Inicio: 01/11/2025 Fin: 15/11/2025

Entidad Organizadora:

Media and Communication

Localización:

Uncivil online communication, such as personal harassment, hate speech, or hateful misinformation, poses a pressing challenge in Western democracies and beyond. Most users regularly encounter such incidents, with marginalised groups and professional communicators like journalists being particularly affected. The consequences for individuals, digital discourse, and society at large are profound. Identifying these incidents and responding with counterspeech or reporting can help mitigate their impact. In addition to, or in support of, interventions by internet users, AI could have a crucial role in detecting and addressing uncivil online communication.
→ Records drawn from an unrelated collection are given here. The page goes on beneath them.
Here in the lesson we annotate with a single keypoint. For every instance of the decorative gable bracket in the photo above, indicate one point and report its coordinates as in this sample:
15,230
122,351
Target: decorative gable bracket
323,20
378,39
For example, journalists and fact-checkers can leverage AI tools to identify uncivil online comments, enabling them to manually moderate, verify, and debunk harmful content (Dierickx & Lindén, 2023; Stoll et al., 2019). Likewise, citizens who regularly engage in counterspeech can benefit from AI tools to receive factual support, maintain emotional detachment, and seek assistance when faced with harmful speech in response to their counterspeech efforts (Mun et al., 2024; Obermaier et al., 2023). However, counterspeakers themselves are concerned about the potentially negative effects of AI on people’s perceptions of the authenticity of counterspeech, their own agency, and the functionality of counterspeech (Mun et al., 2024). Similarly, users’ willingness to engage with innovative counterspeech technologies varies along the specific characteristics of the technology, such as its risk of depleting already limited resources even more (Frischlich et al., 2024).

This thematic issue aims to consolidate cutting-edge research on the use of AI for detecting and countering uncivil online communication, user perceptions of AI use in counterspeech, and the associated risks and opportunities of this AI application. Potential contributions can include, but are not limited to, articles that:

  • Develop, test, or employ AI to detect or respond to uncivil communication or counterspeech;
  • Study the perspectives of senders, targets, bystanders, moderators, etc., on the employment of AI;
  • Present or discuss theoretical frameworks for understanding human–AI relationships in the context of counterspeech;
  • Reflect on normative or regulatory frameworks around AI and counterspeech;
  • Employ qualitative, quantitative, or computational measures.